Второй раз мы встретились с МО в магазине «Салита», что на Ленинском проспекте. Там мы обе примеряли зимние пальто-куртки, которые в итоге и купили. Советовали что-то друг другу в процессе примерки и все время смеялись. Она была очень легким человеком в общении. После печальной новости, пришедшей на этой неделе, я только и думаю о МО. Вот и Вам решилась написать, поделиться своими воспоминаниями. Желаю Вам силы и стойкости духа, сейчас для Вас начинается очень сложный период, это из личного опыта. Держитесь! Ваша Мама была очень сильным и умным человеком, надо просто соответствовать ей. Извините, если вдруг нарушила вашу приватность.

С уважением, Вера

Константин Мильчин

Это был обычный вечер на КРЯККе <Красноярская книжная ярмарка – Ред.>, плавно переходивший в ночь. В баре на пятом этаже гостиницы «Сибирь» все столы были заняты, завсегдатые пили свои напитки и вели неторопливые беседы. А потом распахнулась дверь и в комнату вошла она. Мариэтта.
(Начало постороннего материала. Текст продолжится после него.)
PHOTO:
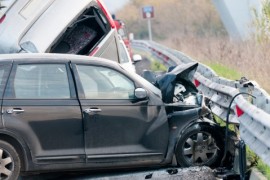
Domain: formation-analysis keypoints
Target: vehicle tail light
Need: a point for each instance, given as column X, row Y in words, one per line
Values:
column 239, row 111
column 94, row 51
column 196, row 82
column 2, row 19
column 106, row 12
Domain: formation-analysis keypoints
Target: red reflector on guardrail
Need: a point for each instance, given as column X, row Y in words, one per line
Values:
column 2, row 19
column 196, row 82
column 239, row 111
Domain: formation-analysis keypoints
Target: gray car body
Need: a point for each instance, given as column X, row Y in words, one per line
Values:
column 40, row 24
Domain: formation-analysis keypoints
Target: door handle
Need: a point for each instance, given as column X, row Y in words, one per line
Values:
column 16, row 110
column 94, row 110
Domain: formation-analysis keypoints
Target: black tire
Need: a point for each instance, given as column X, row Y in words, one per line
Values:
column 10, row 163
column 200, row 145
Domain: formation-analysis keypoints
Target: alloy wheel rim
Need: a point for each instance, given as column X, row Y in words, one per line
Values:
column 200, row 148
column 6, row 164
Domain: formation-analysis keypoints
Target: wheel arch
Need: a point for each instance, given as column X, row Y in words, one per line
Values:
column 20, row 146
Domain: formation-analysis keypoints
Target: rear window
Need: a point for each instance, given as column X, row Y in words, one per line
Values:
column 4, row 6
column 84, row 34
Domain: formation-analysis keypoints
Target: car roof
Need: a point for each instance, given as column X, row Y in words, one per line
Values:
column 58, row 58
column 25, row 13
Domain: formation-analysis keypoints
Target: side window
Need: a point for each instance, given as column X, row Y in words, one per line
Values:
column 105, row 83
column 4, row 71
column 40, row 81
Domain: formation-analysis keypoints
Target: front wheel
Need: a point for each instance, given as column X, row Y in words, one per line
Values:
column 200, row 145
column 10, row 163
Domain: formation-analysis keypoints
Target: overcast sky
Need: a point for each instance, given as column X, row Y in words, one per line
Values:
column 113, row 5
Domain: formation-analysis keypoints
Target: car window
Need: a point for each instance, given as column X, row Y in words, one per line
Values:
column 41, row 81
column 105, row 83
column 4, row 71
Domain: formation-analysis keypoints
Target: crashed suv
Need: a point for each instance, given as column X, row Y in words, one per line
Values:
column 82, row 27
column 69, row 112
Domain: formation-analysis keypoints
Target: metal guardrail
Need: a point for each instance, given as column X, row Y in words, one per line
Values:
column 252, row 114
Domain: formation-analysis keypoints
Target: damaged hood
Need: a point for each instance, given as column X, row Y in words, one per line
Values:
column 182, row 74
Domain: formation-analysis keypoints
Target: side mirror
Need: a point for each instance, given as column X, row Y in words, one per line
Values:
column 140, row 93
column 28, row 47
column 136, row 58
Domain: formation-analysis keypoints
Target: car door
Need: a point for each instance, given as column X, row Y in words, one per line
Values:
column 40, row 106
column 119, row 129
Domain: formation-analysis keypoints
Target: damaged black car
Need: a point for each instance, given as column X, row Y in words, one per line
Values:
column 66, row 112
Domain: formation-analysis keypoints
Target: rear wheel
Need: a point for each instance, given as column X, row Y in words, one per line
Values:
column 200, row 145
column 10, row 163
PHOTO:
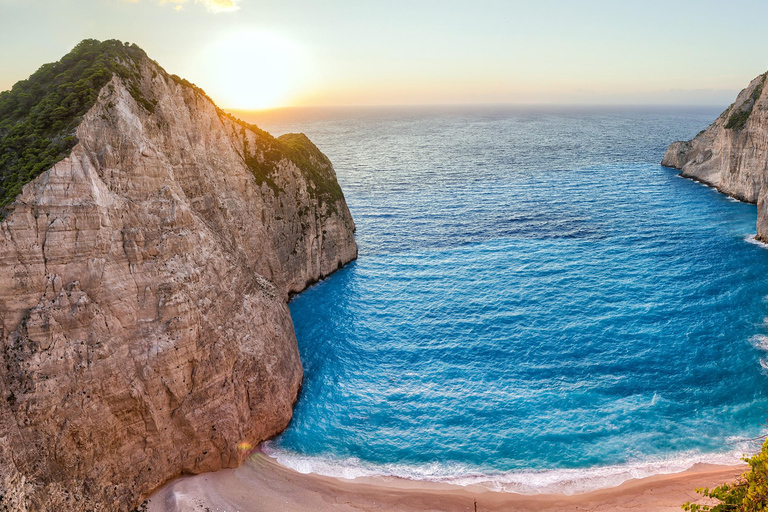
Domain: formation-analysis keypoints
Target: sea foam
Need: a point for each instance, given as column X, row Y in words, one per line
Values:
column 553, row 481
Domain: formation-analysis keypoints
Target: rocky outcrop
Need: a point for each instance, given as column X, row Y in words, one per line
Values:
column 732, row 153
column 143, row 289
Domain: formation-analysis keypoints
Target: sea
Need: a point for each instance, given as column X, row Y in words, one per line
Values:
column 538, row 306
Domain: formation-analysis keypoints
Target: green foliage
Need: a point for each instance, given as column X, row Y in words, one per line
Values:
column 748, row 494
column 315, row 166
column 296, row 147
column 39, row 116
column 738, row 119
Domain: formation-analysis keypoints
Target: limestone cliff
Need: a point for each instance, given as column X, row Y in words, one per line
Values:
column 143, row 288
column 732, row 153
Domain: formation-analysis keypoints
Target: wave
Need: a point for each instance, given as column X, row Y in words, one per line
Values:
column 554, row 481
column 752, row 239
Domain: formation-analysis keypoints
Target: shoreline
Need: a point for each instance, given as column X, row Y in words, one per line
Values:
column 263, row 484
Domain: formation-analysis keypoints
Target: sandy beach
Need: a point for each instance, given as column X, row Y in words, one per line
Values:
column 263, row 485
Дальше все было как в вестерне: в салун заходит самый меткий стрелок на всем Диком Западе, и даже наиболее дерзкие ковбои замолкают. Омаровна. В баре все разговоры как-то прекратились, а один из столов волшебным образом освободился. Чудакова. Она села за столик, заказала суп, мясо и водку. Вокруг нее образовалась трусливо- почтительная зона отчуждения. Все вполглаза смотрели, как она ест и пьет, но никто не смел ни приблизиться, ни заговорить. Я помолился многочисленным богам, подписал завещание, хлопнул стопку для храбрости и попросил разрешения подсесть. Мариэтта Омаровна рассказала какую-то потрясающую историю: в Красноярск она прибыла вовсе даже не на книжную ярмарку, а это она «приехала из Москвы на машине с друзьями-афганцами, и потом они проследуют дальше на Восток», потому что там кому-то срочно требуется помощь. В общем, совершенно обыденная ситуация для Чудаковой.